That is, as the very authors point out, a utopian hope. In real life, the Californian Ideology seems to fail its freedom promises, especially for its protagonists, the digital artisans.

“Although they enjoy cultural freedoms won by the hippies, most of them are no longer actively involved in the struggle to build ecotopia. Instead of openly rebelling against the system, these digital artisans now accept that individual freedom can only be achieved by working within the constraints of technological progress and the free market. In many cyberpunk novels, this autistic libertarianism is personified by the central character of the hacker, who is a lone individual fighting for survival within the virtual world of information.”

Burning Man seems to rise from the evolution of this culture, strictly bonded to technology, innovation and disruption (but you’ll get more about this soon.

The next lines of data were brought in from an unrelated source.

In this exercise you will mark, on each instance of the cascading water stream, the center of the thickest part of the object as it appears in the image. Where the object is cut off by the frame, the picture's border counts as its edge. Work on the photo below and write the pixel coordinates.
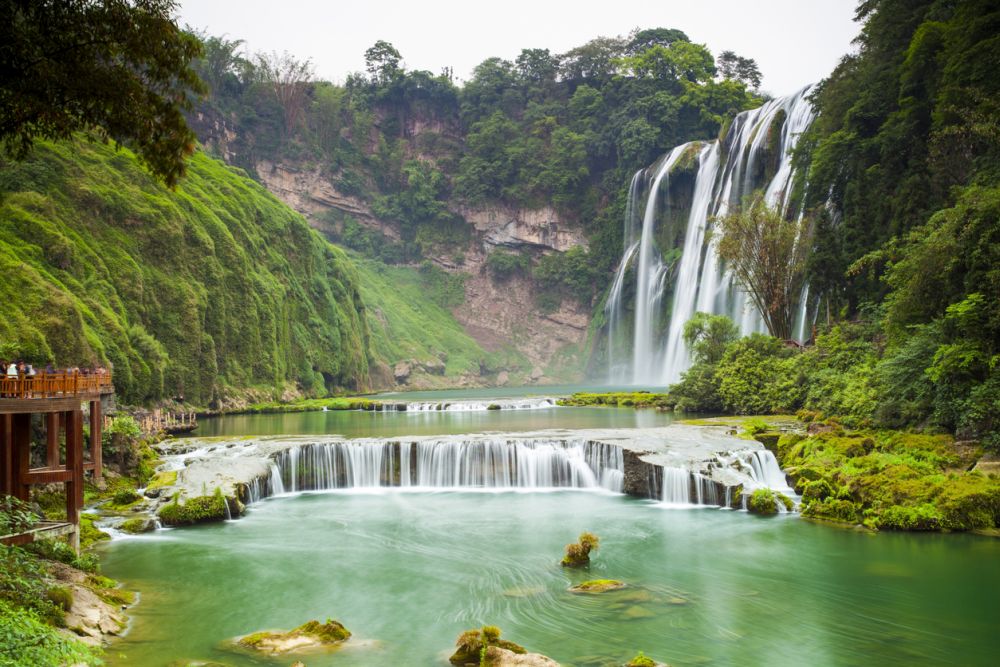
(756, 153)
(494, 464)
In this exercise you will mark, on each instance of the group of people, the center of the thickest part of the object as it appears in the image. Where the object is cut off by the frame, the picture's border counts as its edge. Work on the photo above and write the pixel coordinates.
(22, 369)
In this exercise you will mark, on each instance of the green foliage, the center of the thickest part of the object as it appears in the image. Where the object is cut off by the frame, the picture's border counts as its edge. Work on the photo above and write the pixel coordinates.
(15, 516)
(904, 154)
(194, 510)
(763, 501)
(120, 69)
(25, 639)
(637, 399)
(190, 294)
(408, 316)
(890, 480)
(472, 645)
(23, 585)
(578, 553)
(59, 550)
(707, 336)
(641, 660)
(767, 253)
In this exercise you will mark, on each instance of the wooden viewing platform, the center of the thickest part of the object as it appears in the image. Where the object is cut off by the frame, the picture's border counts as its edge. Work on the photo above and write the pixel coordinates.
(60, 399)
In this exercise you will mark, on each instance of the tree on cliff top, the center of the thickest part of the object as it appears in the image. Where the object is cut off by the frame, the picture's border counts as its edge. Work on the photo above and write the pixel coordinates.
(119, 68)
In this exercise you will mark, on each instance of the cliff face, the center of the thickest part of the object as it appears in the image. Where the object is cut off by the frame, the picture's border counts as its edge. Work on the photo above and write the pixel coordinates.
(203, 294)
(496, 314)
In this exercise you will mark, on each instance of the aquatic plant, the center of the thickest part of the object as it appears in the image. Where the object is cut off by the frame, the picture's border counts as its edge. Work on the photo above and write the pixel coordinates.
(578, 553)
(472, 646)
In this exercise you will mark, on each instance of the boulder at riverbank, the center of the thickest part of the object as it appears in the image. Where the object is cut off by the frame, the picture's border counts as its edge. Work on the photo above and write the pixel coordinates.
(307, 637)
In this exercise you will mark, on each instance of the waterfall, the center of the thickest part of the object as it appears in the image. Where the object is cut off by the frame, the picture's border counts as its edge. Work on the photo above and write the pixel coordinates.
(494, 464)
(765, 471)
(755, 153)
(683, 487)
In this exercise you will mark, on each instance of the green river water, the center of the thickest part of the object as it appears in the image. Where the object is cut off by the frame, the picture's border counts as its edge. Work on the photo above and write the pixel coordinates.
(407, 572)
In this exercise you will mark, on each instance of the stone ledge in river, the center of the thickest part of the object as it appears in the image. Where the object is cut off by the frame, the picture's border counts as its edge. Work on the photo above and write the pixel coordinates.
(308, 636)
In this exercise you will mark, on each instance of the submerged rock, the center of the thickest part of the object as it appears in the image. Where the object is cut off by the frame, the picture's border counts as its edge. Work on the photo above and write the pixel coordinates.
(308, 636)
(598, 586)
(499, 652)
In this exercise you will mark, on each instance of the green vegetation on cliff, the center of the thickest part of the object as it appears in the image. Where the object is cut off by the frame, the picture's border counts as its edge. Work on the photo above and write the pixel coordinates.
(195, 294)
(564, 131)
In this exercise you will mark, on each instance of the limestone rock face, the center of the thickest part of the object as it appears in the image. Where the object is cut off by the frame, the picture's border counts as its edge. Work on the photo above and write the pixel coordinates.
(541, 228)
(402, 371)
(90, 618)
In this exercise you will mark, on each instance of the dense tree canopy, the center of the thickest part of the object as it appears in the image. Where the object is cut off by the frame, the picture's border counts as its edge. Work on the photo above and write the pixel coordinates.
(120, 68)
(565, 130)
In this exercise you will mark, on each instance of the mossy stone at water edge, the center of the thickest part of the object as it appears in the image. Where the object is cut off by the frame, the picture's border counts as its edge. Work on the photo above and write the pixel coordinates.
(200, 509)
(597, 586)
(310, 635)
(470, 644)
(578, 553)
(765, 501)
(137, 525)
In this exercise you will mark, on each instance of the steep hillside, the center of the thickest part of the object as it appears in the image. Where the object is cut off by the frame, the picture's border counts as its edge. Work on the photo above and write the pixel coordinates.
(199, 294)
(530, 157)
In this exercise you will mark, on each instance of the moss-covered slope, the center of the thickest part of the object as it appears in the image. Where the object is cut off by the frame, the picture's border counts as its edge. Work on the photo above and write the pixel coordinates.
(199, 293)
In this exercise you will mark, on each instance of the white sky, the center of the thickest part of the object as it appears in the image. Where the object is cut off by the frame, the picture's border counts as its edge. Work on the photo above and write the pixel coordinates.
(795, 42)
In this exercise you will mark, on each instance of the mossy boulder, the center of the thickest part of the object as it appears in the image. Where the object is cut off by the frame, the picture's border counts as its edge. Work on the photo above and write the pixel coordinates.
(578, 553)
(200, 509)
(159, 482)
(137, 525)
(642, 660)
(769, 439)
(308, 636)
(763, 501)
(598, 586)
(470, 644)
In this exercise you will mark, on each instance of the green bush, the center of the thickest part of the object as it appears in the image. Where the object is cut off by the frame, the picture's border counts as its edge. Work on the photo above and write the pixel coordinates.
(25, 639)
(15, 516)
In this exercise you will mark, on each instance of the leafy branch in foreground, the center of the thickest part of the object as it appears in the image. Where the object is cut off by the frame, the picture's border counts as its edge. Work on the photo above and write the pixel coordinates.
(120, 69)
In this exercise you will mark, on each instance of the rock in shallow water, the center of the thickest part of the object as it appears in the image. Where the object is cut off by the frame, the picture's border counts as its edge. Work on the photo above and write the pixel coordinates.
(308, 636)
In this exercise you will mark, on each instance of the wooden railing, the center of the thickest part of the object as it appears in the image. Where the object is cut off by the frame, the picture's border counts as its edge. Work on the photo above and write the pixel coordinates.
(55, 385)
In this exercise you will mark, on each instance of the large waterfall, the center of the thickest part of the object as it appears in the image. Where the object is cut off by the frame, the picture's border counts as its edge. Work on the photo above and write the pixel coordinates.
(671, 207)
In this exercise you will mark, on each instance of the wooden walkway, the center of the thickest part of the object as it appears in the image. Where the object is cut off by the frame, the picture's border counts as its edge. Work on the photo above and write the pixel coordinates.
(60, 399)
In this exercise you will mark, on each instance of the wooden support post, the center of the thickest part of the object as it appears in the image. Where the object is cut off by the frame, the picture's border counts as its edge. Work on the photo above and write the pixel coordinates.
(96, 424)
(6, 457)
(21, 454)
(52, 439)
(74, 462)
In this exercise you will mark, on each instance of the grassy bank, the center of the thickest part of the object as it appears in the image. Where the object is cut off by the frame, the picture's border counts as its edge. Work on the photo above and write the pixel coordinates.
(889, 479)
(635, 399)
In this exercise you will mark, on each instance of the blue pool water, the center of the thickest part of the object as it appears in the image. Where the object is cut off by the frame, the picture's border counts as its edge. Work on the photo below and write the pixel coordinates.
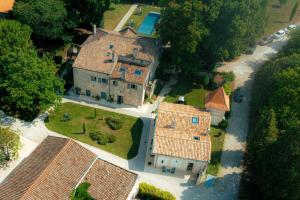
(148, 25)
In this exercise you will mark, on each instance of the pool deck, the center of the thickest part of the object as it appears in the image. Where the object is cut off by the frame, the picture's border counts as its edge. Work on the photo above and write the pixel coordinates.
(125, 18)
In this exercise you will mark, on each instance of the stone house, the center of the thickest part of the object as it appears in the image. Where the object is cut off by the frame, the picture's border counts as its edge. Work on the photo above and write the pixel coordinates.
(181, 140)
(116, 66)
(59, 165)
(217, 103)
(5, 7)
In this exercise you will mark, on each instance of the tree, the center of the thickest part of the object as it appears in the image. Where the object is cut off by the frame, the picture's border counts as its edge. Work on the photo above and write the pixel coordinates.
(86, 11)
(14, 35)
(81, 192)
(9, 145)
(283, 2)
(46, 17)
(183, 32)
(28, 84)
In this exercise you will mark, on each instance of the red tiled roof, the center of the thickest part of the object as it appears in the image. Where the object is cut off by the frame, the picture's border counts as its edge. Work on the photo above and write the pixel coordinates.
(218, 100)
(179, 141)
(6, 5)
(54, 169)
(130, 75)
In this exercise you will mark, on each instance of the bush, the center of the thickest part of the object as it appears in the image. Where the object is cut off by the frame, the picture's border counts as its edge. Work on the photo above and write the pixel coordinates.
(223, 124)
(114, 123)
(95, 135)
(111, 138)
(205, 80)
(148, 191)
(103, 139)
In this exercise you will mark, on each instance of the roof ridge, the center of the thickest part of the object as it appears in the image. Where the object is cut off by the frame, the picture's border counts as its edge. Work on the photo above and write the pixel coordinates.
(197, 141)
(68, 140)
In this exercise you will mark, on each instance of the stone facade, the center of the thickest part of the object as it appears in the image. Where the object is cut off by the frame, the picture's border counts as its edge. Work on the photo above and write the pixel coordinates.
(101, 86)
(216, 116)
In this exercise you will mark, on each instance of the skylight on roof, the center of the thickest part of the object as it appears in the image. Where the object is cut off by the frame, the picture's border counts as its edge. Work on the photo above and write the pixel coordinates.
(138, 72)
(195, 120)
(122, 69)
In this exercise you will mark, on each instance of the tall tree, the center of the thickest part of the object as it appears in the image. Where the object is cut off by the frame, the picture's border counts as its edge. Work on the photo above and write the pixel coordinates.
(45, 17)
(9, 145)
(28, 84)
(182, 28)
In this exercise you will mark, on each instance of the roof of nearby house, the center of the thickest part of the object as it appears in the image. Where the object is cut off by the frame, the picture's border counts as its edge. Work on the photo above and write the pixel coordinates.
(96, 55)
(133, 73)
(55, 168)
(179, 140)
(218, 99)
(6, 5)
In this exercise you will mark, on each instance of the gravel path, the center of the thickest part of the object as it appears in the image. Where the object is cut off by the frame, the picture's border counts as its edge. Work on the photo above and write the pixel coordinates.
(235, 140)
(125, 18)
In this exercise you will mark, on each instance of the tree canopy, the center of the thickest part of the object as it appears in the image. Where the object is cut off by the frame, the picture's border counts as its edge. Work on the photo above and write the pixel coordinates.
(28, 84)
(273, 144)
(9, 145)
(45, 17)
(201, 32)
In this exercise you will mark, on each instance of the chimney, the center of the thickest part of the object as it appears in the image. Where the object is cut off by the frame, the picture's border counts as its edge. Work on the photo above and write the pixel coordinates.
(94, 29)
(113, 56)
(173, 124)
(135, 52)
(123, 75)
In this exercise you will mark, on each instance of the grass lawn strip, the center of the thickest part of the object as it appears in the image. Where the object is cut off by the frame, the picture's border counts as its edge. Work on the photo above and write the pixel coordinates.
(114, 15)
(128, 137)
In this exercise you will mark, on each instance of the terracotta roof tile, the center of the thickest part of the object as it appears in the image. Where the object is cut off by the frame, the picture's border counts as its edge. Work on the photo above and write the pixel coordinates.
(130, 73)
(179, 140)
(109, 181)
(56, 167)
(95, 54)
(6, 5)
(218, 100)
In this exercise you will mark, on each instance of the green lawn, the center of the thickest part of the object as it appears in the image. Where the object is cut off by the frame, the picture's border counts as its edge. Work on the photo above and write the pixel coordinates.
(194, 95)
(138, 19)
(128, 137)
(217, 141)
(114, 15)
(278, 17)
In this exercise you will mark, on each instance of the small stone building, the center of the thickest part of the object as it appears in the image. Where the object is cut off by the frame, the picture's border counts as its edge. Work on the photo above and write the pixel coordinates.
(217, 103)
(116, 66)
(181, 139)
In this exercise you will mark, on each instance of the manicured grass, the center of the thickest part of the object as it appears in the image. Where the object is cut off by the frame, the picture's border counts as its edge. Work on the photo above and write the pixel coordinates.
(193, 95)
(138, 19)
(114, 15)
(278, 17)
(217, 139)
(128, 137)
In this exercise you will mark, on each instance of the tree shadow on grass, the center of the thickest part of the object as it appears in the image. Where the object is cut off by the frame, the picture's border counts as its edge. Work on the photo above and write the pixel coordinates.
(136, 133)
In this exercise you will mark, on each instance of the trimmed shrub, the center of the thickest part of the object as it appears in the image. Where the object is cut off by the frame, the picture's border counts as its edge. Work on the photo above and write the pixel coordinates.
(95, 135)
(148, 191)
(103, 140)
(205, 80)
(114, 123)
(223, 124)
(111, 138)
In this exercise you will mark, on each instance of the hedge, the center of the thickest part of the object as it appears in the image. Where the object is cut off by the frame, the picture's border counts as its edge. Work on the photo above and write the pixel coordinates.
(148, 191)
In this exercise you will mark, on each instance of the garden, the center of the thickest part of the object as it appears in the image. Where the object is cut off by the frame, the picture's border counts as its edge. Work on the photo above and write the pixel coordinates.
(116, 133)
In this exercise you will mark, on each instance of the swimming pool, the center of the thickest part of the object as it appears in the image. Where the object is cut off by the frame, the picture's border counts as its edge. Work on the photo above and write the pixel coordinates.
(148, 25)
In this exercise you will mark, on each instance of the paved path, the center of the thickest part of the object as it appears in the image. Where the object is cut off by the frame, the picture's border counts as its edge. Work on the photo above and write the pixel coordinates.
(235, 140)
(125, 18)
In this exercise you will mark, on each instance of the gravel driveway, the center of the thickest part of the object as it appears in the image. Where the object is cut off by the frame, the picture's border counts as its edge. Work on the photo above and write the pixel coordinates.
(244, 69)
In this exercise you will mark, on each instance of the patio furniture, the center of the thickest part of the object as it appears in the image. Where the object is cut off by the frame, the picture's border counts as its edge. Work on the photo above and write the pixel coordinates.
(173, 170)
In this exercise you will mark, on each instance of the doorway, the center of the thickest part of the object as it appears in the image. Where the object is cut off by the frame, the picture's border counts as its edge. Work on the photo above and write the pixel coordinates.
(120, 99)
(190, 167)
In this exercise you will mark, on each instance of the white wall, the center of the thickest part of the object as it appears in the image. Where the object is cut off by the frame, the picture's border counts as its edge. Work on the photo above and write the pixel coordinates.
(179, 163)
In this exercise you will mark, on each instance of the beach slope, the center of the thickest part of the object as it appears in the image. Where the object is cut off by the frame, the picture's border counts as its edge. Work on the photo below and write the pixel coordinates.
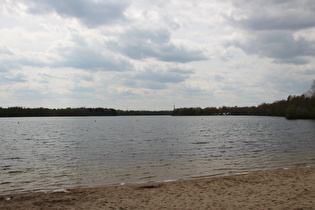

Spoilers!). And yet the festival could also be a mean to outdo this culture’s limits. It seems that, coming out of Black Rock City, the “yuppies” (the Silicon Valley entrepreneurs) are actually able to bring the “hippies” in their organisation. The freedom initially sought by the digital artisans takes the form of co-creativity, of community inspiration, of innovation through self-expression.

Burning Man could (could!) actually start fulfilling what Barbrook and Cameron wished for:

“As pioneers of the new, the digital artisans need to reconnect themselves with the theory and practice of productive art. They are not just employees of others — or even would-be cybernetic entrepreneurs. They are also artist-engineers — designers of the next stage of modernity.”

Source: www.trybesagency.com

These were some of our thoughts on why Silicon Valley may need Burning Man. And because this topic seems to open endless doors, more is about to come. So if you feel captivated by this world — just like we are — stay tuned and make sure you follow Burning Man and Transformational Festivals publication here on Medium.

In the publication, we gather data and stories about the ecosystem where transformation happens. If you feel like answering the question: what’s the impact of these events in the society? please drop use a line. We would love to feature your story on our research and publication.

This content is part of the first research in the transformational festivals field: Blaze of Inspiration. The Impact of Festivals ‘from another planet’ on our society, backed by social big data.

Alessia Clusini, Martina Faralli.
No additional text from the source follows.